I've been reading everything I can find and it's a lot! I started reading last summer when I decided to try keeping a hive. It was too late to start then but I wanted to be prepared for this year.
I sent email to the local group but haven't received a reply yet. 
I checked on the Mann lake web site for a package of bees and had a problem with the price they were billing for the order. The package ad listed the price as "tax included" but added tax again at check out. I emailed them and didn't get a reply since Monday. I'm assuming holiday time and days off. I'll try calling them later today. They were the only ones I could find in a reasonable drive from here. I thought the local club might have a suggestion. I didn't see Brushy advertising bees. 
My wife surprised me with a kit from them as a Christmas present. I never knew 100% she'd have that many bees in the yard but she can't wait to get started. She saw a hive one day she and the neighbor were out with their friends and said I wanted to start a hive and the neighbor got excited because she's allergic to bees. "I hope you told him no" was her comment and the wife just ignored her. We live in the country with a large property and a pasture between our houses so I don't see a problem as long as I try to bee a good neighbor as far as the hives go. My wife said she'd blame the kids for getting it and she didn't know.:shhhh: It's always good when the other half is supportive of your hobby.
Thanks for all the help so far. This looks like a good group of people.


----------



## Steve in PA (Jan 26, 2015)

I didn't buy a package. There's an apiary in Trout Run that sells nucs in the spring. They were very reasonable. I think last year they were $125 out the door in a plastic box with frames. If you are interested send me a PM and I will get you the info.

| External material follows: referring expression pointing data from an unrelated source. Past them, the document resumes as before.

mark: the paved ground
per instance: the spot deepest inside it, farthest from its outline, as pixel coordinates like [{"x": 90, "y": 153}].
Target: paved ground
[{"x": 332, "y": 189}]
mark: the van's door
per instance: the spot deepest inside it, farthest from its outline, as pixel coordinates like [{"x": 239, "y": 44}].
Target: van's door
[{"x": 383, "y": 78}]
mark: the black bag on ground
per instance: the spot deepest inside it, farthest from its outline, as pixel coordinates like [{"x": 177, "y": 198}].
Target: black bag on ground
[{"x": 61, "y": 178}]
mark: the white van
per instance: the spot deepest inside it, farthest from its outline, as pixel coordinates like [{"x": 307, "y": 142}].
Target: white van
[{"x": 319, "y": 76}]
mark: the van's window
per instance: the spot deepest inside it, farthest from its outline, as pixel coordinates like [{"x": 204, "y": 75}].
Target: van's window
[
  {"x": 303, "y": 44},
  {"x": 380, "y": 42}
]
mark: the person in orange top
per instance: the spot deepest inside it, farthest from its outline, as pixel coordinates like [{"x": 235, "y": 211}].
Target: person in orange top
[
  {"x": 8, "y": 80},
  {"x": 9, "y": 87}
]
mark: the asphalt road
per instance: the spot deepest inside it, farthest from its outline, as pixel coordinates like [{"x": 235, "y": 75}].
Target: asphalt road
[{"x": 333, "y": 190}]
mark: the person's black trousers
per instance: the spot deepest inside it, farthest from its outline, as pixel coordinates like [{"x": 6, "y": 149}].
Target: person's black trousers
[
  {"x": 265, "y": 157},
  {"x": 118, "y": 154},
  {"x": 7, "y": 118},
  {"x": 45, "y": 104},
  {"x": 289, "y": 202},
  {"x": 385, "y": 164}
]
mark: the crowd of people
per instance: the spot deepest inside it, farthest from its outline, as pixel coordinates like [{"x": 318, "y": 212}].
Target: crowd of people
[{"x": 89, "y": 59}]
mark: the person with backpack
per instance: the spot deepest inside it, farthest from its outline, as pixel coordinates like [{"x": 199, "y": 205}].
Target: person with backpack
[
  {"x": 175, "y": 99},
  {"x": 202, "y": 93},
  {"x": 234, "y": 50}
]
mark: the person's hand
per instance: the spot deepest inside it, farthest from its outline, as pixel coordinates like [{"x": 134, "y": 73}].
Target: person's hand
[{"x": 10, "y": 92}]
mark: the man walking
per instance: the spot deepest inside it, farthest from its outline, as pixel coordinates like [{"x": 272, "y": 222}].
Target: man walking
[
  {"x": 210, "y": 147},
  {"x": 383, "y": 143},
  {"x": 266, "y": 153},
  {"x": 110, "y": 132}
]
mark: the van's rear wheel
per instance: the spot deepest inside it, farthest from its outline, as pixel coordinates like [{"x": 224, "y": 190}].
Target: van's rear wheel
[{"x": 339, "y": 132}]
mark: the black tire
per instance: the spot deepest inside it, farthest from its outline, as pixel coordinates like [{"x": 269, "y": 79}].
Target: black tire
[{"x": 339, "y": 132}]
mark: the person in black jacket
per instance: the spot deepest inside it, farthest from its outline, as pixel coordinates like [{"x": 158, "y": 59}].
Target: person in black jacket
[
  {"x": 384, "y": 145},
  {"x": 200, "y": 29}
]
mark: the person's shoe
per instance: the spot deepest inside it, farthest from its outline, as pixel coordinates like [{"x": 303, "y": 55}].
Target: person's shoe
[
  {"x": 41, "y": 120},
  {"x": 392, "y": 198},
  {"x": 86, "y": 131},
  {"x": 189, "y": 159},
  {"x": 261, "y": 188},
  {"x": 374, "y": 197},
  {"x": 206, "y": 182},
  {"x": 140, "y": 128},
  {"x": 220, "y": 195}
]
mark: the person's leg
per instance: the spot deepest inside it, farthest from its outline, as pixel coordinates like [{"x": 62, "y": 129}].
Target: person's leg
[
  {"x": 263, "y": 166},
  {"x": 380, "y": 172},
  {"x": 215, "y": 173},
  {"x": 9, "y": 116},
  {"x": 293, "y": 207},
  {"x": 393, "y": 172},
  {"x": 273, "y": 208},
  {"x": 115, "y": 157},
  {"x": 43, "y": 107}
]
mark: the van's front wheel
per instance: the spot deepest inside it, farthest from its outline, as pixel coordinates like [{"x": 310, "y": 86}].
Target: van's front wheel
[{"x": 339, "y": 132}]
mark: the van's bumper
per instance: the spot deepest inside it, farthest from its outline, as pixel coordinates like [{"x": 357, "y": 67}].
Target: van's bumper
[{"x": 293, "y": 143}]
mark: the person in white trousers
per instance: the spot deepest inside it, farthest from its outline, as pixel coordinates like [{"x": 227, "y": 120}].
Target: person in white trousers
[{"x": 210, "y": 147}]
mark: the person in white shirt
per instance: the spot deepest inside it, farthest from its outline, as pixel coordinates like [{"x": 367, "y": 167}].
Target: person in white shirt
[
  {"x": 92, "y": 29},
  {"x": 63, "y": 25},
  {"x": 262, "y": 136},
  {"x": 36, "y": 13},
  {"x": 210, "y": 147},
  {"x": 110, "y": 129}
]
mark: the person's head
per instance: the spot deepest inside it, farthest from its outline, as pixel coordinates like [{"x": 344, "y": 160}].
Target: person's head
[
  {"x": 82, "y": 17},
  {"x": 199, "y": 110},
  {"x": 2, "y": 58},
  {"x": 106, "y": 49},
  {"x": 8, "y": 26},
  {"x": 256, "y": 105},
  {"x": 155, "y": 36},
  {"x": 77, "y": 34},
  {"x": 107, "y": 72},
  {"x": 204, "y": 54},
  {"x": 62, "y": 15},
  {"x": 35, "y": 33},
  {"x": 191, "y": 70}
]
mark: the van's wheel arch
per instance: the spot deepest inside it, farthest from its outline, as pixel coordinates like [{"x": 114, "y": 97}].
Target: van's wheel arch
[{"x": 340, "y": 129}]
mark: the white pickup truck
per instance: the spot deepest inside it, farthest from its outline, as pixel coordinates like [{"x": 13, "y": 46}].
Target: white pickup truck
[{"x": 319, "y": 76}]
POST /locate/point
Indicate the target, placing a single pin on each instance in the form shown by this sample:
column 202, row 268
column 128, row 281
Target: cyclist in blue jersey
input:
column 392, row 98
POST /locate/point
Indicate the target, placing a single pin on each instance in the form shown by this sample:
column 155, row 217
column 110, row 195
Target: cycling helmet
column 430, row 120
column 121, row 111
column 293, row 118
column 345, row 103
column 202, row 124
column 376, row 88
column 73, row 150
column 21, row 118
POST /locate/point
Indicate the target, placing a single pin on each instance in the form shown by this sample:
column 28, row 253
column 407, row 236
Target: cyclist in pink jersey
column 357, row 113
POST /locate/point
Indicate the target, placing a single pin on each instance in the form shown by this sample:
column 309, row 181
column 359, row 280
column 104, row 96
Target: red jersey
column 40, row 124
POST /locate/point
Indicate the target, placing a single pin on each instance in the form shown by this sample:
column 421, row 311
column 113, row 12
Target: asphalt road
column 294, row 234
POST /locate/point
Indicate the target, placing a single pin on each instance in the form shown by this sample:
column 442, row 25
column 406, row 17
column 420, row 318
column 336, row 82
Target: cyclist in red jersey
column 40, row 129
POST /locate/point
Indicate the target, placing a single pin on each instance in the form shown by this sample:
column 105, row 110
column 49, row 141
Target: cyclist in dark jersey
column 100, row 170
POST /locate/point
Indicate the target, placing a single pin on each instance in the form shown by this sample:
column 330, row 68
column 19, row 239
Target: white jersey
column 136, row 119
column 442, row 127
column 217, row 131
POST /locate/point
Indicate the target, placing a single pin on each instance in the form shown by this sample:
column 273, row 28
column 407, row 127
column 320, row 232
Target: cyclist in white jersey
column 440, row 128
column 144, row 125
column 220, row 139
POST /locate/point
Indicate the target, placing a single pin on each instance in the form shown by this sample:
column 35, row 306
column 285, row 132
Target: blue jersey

Brushy also sells packages. I'm just not a fan of packages when local nucs are affordable.


----------



## umchuck (May 22, 2014)

Hey there Jim, welcome and good luck, if you're looking for nucs I'm running 8 hives up at Catawissa, and if they all make it thru the winter will probably be selling nucs in the spring, I have my state license for nuc and queen sales, and the bees had top hive bodies full of buckwheat honey so hoping they make it thru the winter, if interested send me a private message and I'll get back to you with my email and phone#


----------



## Jim Hancock (Dec 30, 2016)

Thanks for the help and suggestions. It's a good start and a nice welcome.
Randy, thanks for being especially helpful.


----------